If you’re looking for the easiest (and still incredibly tasty) weeknight meal, you’ve found it. This chickpea coconut curry is loaded with vegetables, plant protein from the chickpeas, and spices, and can be enjoyed with rice or homemade naan. It will quickly become one of your go-to family dinners!
Prep time: 5 minutes
Cook time: 20 minutes
Servings: 4
Ingredients
- 1 onion
- 1 tbsp olive oil for frying (see notes for oil-free)
- 1 bell pepper
- 2 medium carrots
- 1 can chickpeas
- 2 cans full-fat coconut milk
- 2 tbsp tomato paste
- 1 tbsp red curry paste (optional)
- 1 tsp curry powder
- 1 tsp garam masala powder
- 1 tsp cumin powder
- 1 tsp garlic powder
- 1/2 tsp turmeric powder
- 3/4 tsp salt
- 1-2 cups kale or spinach
- Rice or naan
Equipment
- Large pot
Instructions
- If serving with rice, cook rice according to package directions.
- Dice an onion and fry over medium heat with olive oil, stirring occasionally.
- Slice lengthwise then thinly chop carrots. Once onions are translucent (after about 5-6 minutes), add carrots to the pot.
- Thinly slice bell pepper and add to the pot with onions and carrots.
- Add chickpeas, spices (garam masala, cumin, curry, turmeric, garlic, salt), tomato paste, curry paste, and coconut milk. Mix well then reduce the heat to medium-low and let simmer for about 10-15 minutes until the curry thickens.
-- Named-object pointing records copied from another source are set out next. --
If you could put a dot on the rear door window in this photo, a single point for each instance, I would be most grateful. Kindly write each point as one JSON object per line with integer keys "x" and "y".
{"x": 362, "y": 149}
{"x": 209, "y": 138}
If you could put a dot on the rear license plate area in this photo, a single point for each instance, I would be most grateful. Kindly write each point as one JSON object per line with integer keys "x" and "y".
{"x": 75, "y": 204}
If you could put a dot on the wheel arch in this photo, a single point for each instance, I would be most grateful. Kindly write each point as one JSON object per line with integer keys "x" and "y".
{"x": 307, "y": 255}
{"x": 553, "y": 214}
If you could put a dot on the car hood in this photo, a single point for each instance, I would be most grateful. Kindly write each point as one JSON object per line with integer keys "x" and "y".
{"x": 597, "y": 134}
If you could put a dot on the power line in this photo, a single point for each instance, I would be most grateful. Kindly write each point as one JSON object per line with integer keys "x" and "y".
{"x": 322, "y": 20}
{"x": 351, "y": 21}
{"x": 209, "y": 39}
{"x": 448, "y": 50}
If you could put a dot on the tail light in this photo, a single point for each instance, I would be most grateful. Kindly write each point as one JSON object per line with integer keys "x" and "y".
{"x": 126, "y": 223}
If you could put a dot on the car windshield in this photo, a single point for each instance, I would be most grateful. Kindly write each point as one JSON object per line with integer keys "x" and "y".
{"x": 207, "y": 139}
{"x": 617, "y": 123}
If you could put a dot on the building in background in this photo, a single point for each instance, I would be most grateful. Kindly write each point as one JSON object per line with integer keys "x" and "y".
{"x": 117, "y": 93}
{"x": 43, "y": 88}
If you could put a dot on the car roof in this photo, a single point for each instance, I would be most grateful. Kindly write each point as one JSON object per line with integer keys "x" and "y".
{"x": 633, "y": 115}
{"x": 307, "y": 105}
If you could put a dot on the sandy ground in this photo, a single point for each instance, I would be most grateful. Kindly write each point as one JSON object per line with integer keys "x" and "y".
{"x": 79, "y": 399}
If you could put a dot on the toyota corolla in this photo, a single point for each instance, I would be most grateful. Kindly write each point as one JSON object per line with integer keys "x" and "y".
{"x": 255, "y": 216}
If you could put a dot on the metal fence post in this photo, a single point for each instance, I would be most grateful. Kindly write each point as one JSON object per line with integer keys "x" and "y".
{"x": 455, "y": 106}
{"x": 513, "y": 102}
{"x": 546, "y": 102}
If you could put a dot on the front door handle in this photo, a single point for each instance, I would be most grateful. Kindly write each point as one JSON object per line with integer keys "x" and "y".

- Wash your greens. If using kale, tear off the stem then rip into small pieces, or if using spinach, roughly chop into smaller pieces. Mix into the curry then remove the pot from heat after 2 minutes.
- Serve the chickpea coconut curry over a bed of rice or with this homemade naan bread.
Notes
*For an oil-free version, fry the onion in water instead of olive oil, adding water every few minutes to make sure the onions don’t stick to the pan.